Konsolidacja zapewne nie odbędzie się bez strat. Nieuchronne przy tego typu operacjach problemy mogą przyczynić się do sukcesu któregoś z mniejszych konkurentów grup zgromadzonych wokół Prokomu i ComputerLandu. Mogą nawet doprowadzić do powstania trzeciej konkurencyjnej grupy. Byłoby to, co prawda, dość trudne. Zbliżone rozmiary najbliższych rodzimych konkurentów ComputerLandu i Prokomu, a także ambicje zarządów mogą zniweczyć te starania. Także sytuacja ekonomiczna tych firm nie wróży dobrze takiemu scenariuszowi. Nie można go jednak całkowicie wykluczyć. Wystarczy, że jedna z tych firm zostanie wybrana na wykonawcę któregoś z dużych projektów. Ta karta przetargowa może wystarczyć do skłonienia konkurentów do połączenia.

Nowi europejscy gracze

Perspektywa wejścia w struktury Unii Europejskiej na pewno wpłynie na zainteresowanie naszym rynkiem kolejnych dużych, dotąd nieobecnych w Polsce firm europejskich. Przynajmniej część z nich zdecyduje się na zakup firm działających od dawna na rynku polskim. Za takim rozwiązaniem przemawiają zarówno koszty operacji, jak i ryzyko związane z silną już konkurencją na rynku lokalnym.

Wszystkie te czynniki sprawiają, że o rynku IT w najbliższych kilkunastu miesiącach na pewno można powiedzieć tylko jedno: nikt nie jest w stanie przewidzieć, jak będzie on wyglądał w sylwestra 2003 r.

Andrzej Dopierała, prezes HP Polska

Rynek wzrośnie w granicach 7-9%. Wejście do UE i offset zaowocują napływem do kraju nowego kapitału, na którego cyrkulacji skorzysta cały rynek. Na pewno największymi odbiorcami produktów i usług stanie się sektor publiczny, ale także finansowy i telekomunikacyjny, który musi stawiać na coraz większą konkurencyjność. Pozycja firmy, takiej jak HP, w dużej mierze zależy od wzrostu całej gospodarki i wydatków konsumpcyjnych.

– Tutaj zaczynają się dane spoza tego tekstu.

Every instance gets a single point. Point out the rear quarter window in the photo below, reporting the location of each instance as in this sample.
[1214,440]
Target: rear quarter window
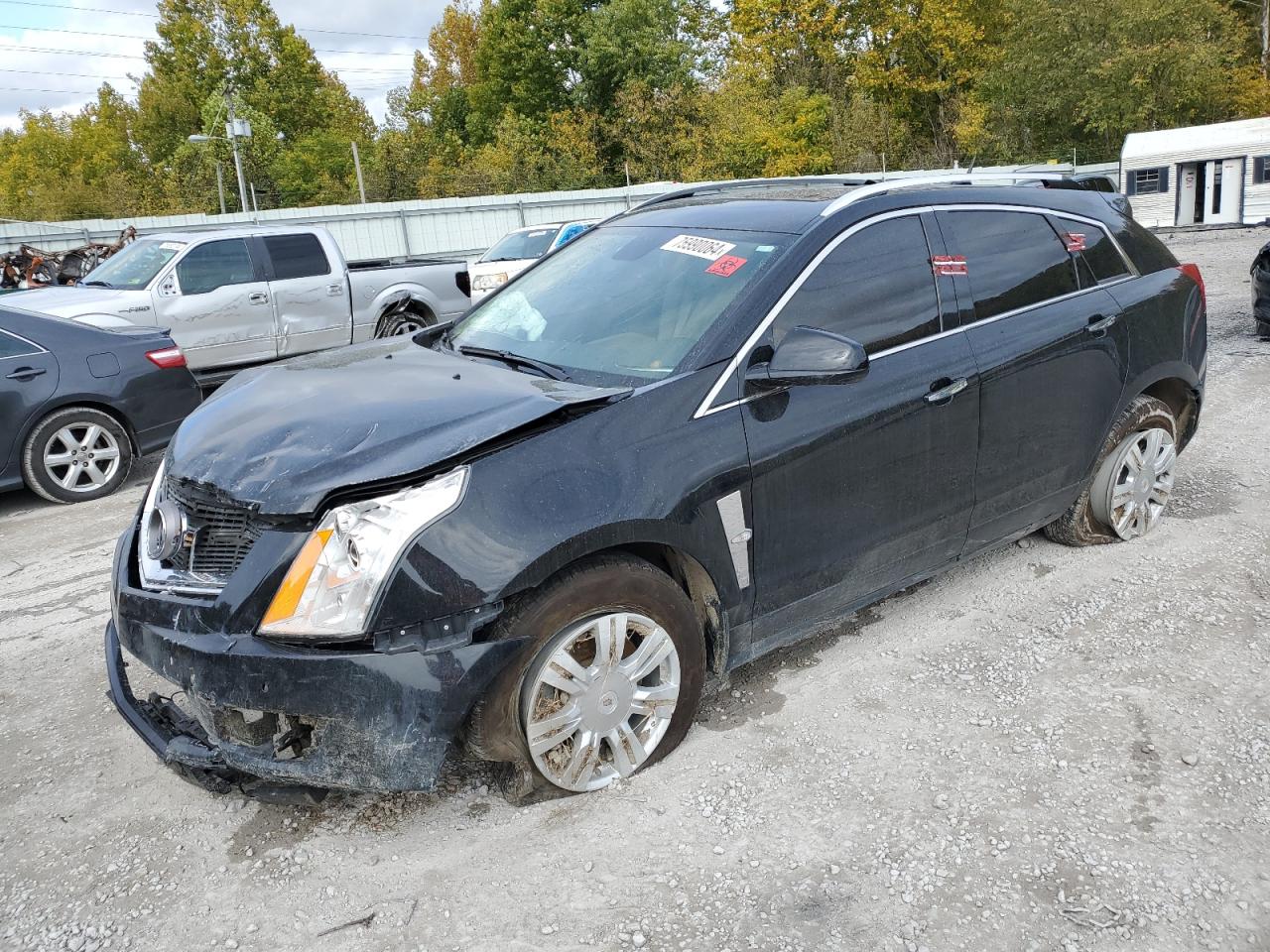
[1015,259]
[1147,253]
[296,257]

Dlatego liczę na to, że dotrą do nas skutki zmian zapoczątkowanych w USA.

Na pewno na rodzimym rynku IT będzie postępować konsolidacja. Co prawda dziś nie widzę miejsca na więcej dużych grup informatycznych. Trzeba jednak pamiętać o tym, że poziom inwestycji w IT jest nadal istotnie niższy niż w innych krajach europejskich. W przyszłości takie operacje na pewno mają jednak sens.